Wise, Aged Ars Veteran
120
dnetc@dnetc.net = 7,220,720 yesterday on rc5 on the daily participant listing. So since I didn't look at the listing the day before, I'm wondering if that was for their 13 days worth (their listed time in existence) or if that is just really one day. So then the next thing is that after reading TheJet's comment regarding the dnetc@dnetc.net wrapper project, if that is daily output, is that going to modify distributed.net's thoughts on that wrapper project???

Then the next thing is that I shot a note to the rc5 desk asking when they would have the personal stats stuff back to being able to be edited as as it sits now there is no team assignments allowed. Thus I can't get my mustard account under the ars team as it currently is not assigned to a team. The answer I got back was "I don't know, but probably a long time." which I don't consider a very informative answer really. So is anyone able to find out what the real story is with the "server maintenance" issue that has been going on for several weeks now??????

And lastly, a benchmark for a 5770 on XP-64 using the ATI 10-3 driver/catalyst and 517 client which is greatly improved over the previous 10-2 cat and 516 client, and the -bench is with no overclocking, and the card is an XFX manufactured card:

dnetc v2.9108-517-CTR-10021520 for ATI Stream on Win32 (WindowsNT 5.2).

Apr 10 17:06:29 UTC] RC5-72: using core #0 (IL 4-pipe c).
[Apr 10 17:06:37 UTC] RC5-72: Benchmark for core #0 (IL 4-pipe c)
0.00:00:04.89 [888,052,312 keys/sec]
[Apr 10 17:06:37 UTC] RC5-72: using core #1 (IL 4-pipe c alt).
[Apr 10 17:06:47 UTC] RC5-72: Benchmark for core #1 (IL 4-pipe c alt)
0.00:00:07.71 [559,879,137 keys/sec]
[Apr 10 17:06:47 UTC] RC5-72: using core #2 (IL 4-pipe 2 threads).
[Apr 10 17:06:55 UTC] RC5-72: Benchmark for core #2 (IL 4-pipe 2 threads)
0.00:00:05.89 [783,343,317 keys/sec]
[Apr 10 17:06:55 UTC] RC5-72 benchmark summary :
Default core : #0 (IL 4-pipe c)
Fastest core : #0 (IL 4-pipe c)

So while the double precision issue is a show stopper for some folks in buying them, when you take into account the comparatively low power utilization and heat generation of the 5770, it is a decent crunching card now for rc5.
 

CanSpice

Ars Tribunus Angusticlavius
7,147
CanSpice":td3mc95j said:
So we just happened to get a 44-node cluster here. Each node has two E5520 Xeons (2.26GHz, quad-core) in them. I'm thinking of doing a burn-in... :devious:

Hrm. If I'm reading this correctly, if I do a 'dnetc -bench', that only tests one core, right? So I should take that number and multiply it by 4 to get the number of nodes/sec/CPU, then multiply that by 2 to get nodes/sec/server, then multiply that by 44 to get my total nodes/sec, right?

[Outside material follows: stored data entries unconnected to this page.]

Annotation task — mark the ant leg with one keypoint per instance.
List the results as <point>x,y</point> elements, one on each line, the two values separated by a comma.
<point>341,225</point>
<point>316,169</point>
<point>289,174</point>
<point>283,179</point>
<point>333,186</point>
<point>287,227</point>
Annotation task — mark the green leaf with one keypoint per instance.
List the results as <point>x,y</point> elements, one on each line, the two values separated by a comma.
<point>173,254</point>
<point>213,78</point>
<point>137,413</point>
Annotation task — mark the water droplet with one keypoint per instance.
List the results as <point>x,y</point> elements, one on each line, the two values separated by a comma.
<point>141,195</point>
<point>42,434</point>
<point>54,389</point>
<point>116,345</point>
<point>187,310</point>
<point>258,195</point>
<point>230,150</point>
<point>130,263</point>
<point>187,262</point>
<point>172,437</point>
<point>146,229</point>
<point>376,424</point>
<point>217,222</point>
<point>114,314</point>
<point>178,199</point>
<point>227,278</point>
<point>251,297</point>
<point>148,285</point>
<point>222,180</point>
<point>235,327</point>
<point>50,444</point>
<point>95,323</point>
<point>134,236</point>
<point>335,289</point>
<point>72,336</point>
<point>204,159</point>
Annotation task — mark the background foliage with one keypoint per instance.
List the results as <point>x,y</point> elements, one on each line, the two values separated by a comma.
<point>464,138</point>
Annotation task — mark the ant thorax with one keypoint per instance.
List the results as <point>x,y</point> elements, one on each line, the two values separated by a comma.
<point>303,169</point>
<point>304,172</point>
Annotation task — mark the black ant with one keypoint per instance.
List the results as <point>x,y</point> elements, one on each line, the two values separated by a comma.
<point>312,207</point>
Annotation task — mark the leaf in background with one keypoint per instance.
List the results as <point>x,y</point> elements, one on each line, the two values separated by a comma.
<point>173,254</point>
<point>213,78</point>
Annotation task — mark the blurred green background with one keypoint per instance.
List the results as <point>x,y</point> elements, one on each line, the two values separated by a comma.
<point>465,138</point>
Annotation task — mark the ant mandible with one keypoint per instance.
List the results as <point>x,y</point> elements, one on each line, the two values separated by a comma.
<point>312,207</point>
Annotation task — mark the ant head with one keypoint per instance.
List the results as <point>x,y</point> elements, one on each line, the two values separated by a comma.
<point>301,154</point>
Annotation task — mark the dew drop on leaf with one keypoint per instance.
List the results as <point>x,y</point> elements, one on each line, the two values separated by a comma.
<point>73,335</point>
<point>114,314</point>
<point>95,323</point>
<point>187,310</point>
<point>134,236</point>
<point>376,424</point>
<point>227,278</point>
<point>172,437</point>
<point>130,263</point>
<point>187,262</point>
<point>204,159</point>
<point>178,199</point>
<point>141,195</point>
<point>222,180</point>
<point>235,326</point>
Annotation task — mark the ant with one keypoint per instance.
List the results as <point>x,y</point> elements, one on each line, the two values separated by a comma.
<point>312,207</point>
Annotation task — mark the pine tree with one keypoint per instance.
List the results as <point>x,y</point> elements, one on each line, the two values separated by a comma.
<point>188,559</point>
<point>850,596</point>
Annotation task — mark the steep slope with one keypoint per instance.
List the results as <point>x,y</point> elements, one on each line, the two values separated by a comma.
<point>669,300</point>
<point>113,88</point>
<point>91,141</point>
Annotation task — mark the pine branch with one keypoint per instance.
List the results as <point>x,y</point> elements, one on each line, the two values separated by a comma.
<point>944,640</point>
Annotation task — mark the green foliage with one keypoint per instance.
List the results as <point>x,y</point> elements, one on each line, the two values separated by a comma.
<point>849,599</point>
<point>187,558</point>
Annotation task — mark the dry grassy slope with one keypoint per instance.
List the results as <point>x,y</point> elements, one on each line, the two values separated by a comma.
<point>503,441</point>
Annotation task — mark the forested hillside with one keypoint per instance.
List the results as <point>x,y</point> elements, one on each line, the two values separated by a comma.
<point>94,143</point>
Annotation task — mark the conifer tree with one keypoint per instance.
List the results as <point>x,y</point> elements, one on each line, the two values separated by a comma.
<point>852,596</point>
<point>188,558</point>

'dnetc -bench' says I get 44,640,642 nodes/sec, so let's just round that to 44.5 Mnodes/sec. Thus I should get 178 Mnodes/sec/CPU, 356 Mnodes/sec/server, and a total of 15.7 Gnodes/sec. Does that sound right?

If I look at last night's stats that's about double what the top person produced (and about four times what all of TBR produced). :devious:
 

Accs

Ars Legatus Legionis
12,557
Subscriptor
CanSpice":1sxb5x6s said:
If I'm reading this correctly, if I do a 'dnetc -bench', that only tests one core, right? So I should take that number and multiply it by 4 to get the number of nodes/sec/CPU, then multiply that by 2 to get nodes/sec/server, then multiply that by 44 to get my total nodes/sec, right?
If Hyper-Threading is disabled, this is correct. If Hyper-Threading is enabled, the actual results will be lower.
 

CanSpice

Ars Tribunus Angusticlavius
7,147
Hyperthreading is disabled on these servers. I've watched them reboot enough times that that line is imprinted on my brain right now. :)

Unfortunately the server room seems to have a little issue with cooling at the moment, so I won't be able to stress-test with the whole cluster. Plus one node is down (the 'health LED' on the front is blinky blinky red, which is a Bad Thing).